Alors que les acteurs frauduleux continuent d'utiliser les cryptomonnaies pour leurs activités, le Brésil aurait adopté une nouvelle loi visant à atténuer les activités criminelles impliquant les cryptos dans le pays.
La nouvelle loi, signée mardi, a accordé aux autorités légales du pays la permission de saisir les cryptomonnaies, en particulier le Bitcoin, dans le cadre d'enquêtes criminelles.
Cette mesure intervient alors que l'adoption des cryptos continue de croître à l'échelle mondiale, le Bitcoin gagnant en popularité, et que les escrocs exploitent de plus en plus cet actif pour mener leurs activités douteuses.
Bien que la loi ait été signée par le président brésilien Luiz Inácio Lula da Silva, elle élargit la capacité du gouvernement à suivre, geler et confisquer les cryptomonnaies liées à des activités criminelles graves, tout en limitant l'utilisation des cryptos pour les crimes financiers.
La nouvelle loi permet notamment aux organismes d'application de la loi de demander l'approbation du tribunal pour geler les actifs numériques dans les cas où des preuves solides ont été fournies pour des infractions graves telles que le blanchiment d'argent, les opérations de crime organisé ou d'autres activités financières illicites.

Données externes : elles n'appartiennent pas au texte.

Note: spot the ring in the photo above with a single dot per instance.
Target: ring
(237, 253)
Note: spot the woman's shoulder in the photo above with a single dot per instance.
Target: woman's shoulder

Les autorités ont en outre révélé que l'objectif principal de la nouvelle loi est d'empêcher les criminels de déplacer rapidement des fonds via des réseaux décentralisés comme le Bitcoin.
En outre, la législation permet l'utilisation des cryptos confisquées pour le bien public.
Comme stipulé dans la nouvelle loi, les tribunaux ont été autorisés à permettre la liquidation anticipée des Bitcoins saisis à leur discrétion.
Ainsi, les avoirs en cryptos confisqués par les organismes d'application de la loi pourraient être convertis en monnaie du pays ou toute autre monnaie fiduciaire avant qu'une affaire ne soit entièrement conclue, si nécessaire.
Dès la confirmation des actes criminels, les fonds pourront être utilisés pour renforcer la sécurité publique du Brésil.